A team might spend two and a half intense months together and you want base camp to be as normal as possible. It’s high up, but after a month you acclimate and it helps to give the brain a break from the experience. A glass of wine with dinner is something that brings normalcy. That’s why I’m excited about Revelshine. Glass bottles break on yaks! You bring boxed wine and no one wants to drink it. This is an unbreakable bottle I can bring to base camp in Nepal and it’s quality wine I want to drink.

How did you get involved with Revelshine?

Revelshine found me. Jake Bilbro was looking for athlete co-founders interested in a brand relationship who actually loved wine. Living in California, some of my favorite trips are Napa or Sonoma. He heard I brought cans of wine with me on climbs instead of beer. We connected over adventure and wine. 

What makes bringing Revelshine better than wine in a can?

One, I think Revelshine is high quality, but the other thing – when I think of a can of wine it’s something only I drink. A bottle is meant to be shared. You pour and pass it around and that has a different feel to me. And I love the ability to close it again. A lot of time I’m bringing wine on these adventures where I just want a small taste of something to close the day out. One bottle lives in my pack all the time now.

Your fiancée Emily Harrington is also a climber. How do you both navigate romance and the risks you know the other person is taking?

We talk honestly and openly about why we do the risky expeditions. We hold each other accountable — are you doing this for media sponsors or is this important to you? Beyond that it’s a lot of trust in each other that we do everything we can to come back home. I want to live a long life and enjoy everything out of it.

What was one of your riskiest climbs?

After climbing Everest without oxygen I wanted to attempt the second-highest mountain, K2, without oxygen as well. It’s a much more technical and dangerous mountain. The fatality rate is 20%. It’s one of the trips we agreed that this is one shot. I’m going to go and if it doesn’t feel right it’s not going to become a life mission until I get myself killed. In 2019 I went with close friends, got lucky and got a window. Now I’m excited I never have to go back.

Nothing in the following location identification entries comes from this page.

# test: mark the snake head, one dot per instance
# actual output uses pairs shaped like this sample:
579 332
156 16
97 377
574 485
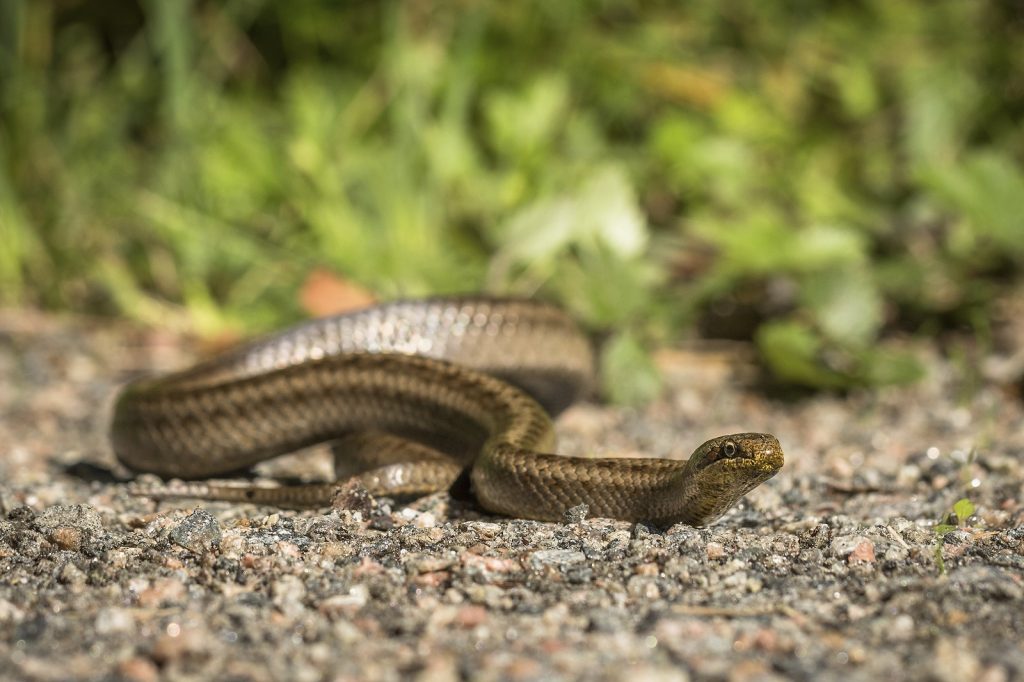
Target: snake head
726 468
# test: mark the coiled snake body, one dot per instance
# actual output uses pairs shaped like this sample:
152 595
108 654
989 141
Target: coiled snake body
417 391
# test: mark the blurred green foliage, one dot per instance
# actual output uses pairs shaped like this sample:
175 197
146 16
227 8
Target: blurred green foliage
822 177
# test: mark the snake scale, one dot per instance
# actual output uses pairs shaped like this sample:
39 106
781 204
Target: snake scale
415 392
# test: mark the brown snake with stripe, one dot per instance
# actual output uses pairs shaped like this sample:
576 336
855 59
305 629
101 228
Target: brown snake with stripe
415 392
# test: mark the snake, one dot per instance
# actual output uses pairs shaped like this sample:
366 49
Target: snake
416 395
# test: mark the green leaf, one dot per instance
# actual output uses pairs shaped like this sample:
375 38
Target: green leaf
793 352
628 371
964 509
846 304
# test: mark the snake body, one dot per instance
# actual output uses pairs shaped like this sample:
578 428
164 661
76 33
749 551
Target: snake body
418 391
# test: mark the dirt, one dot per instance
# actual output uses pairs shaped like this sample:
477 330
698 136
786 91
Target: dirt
834 569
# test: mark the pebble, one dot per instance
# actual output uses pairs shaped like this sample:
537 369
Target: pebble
198 533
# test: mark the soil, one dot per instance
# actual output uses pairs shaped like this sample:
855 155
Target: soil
834 569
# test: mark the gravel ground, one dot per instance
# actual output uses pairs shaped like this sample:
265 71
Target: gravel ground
832 570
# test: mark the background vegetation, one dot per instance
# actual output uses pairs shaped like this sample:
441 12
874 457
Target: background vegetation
825 178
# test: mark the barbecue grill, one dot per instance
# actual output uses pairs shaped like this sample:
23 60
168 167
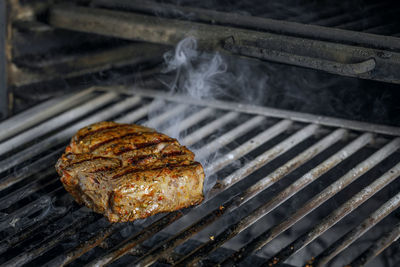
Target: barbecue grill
282 187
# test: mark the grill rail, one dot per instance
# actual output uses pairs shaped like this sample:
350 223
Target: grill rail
260 136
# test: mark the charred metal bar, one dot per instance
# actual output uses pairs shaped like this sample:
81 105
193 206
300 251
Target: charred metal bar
209 128
49 243
41 113
249 146
275 113
378 246
367 224
33 72
258 23
277 200
169 31
345 69
3 62
344 16
59 121
323 196
294 188
230 136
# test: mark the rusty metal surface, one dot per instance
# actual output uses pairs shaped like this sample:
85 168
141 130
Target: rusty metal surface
378 246
379 65
272 112
254 22
368 223
327 193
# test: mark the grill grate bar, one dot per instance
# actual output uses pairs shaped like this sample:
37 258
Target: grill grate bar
378 246
31 254
25 172
275 113
209 128
63 135
128 111
248 194
155 122
170 244
258 213
329 192
368 223
229 136
191 120
294 188
249 146
28 189
40 113
58 121
27 232
29 209
269 155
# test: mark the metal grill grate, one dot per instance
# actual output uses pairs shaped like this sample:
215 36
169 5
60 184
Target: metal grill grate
265 159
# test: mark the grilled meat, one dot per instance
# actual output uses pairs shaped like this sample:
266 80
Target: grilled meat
129 172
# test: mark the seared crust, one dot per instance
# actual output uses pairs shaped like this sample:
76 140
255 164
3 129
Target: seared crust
129 172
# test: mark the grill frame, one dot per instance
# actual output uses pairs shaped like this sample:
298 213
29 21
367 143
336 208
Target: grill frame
331 127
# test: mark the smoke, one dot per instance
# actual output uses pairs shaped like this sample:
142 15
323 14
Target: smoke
200 75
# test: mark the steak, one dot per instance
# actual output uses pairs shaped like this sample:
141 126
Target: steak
129 172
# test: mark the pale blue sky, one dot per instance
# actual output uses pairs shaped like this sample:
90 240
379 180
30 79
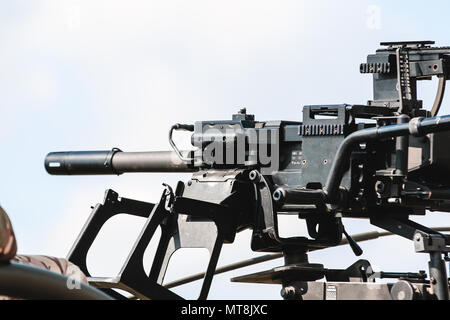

You’ve traveled to many amazing places. Any food and drink experiences that stand out?

I love the immersion that happens with traveling internationally and food and drink are a huge part of that. One that connects with me the most: in the Everest region each Sherpa family makes their version of a barley rice kind of beer called Chhaang. They brew and ferment it inside their homes and every family is proud of their own recipe and have barrels from different seasons, some stronger some more flavorful. Drinking Chhaang is a huge part of every trip to Nepal. 

I’m paraphrasing, but I once read “mountain climbing is the only activity where people celebrate at the halfway mark, before the hard part.”

That’s 100% true. We try to get clients into the mindset that the summit is the most dangerous part of the trip. It’s the furthest point from doctors and safety. When we summit Everest, people think it’s all celebrations – I tell them you have three minutes to high five and take that photo because the next 20 hours are the most difficult.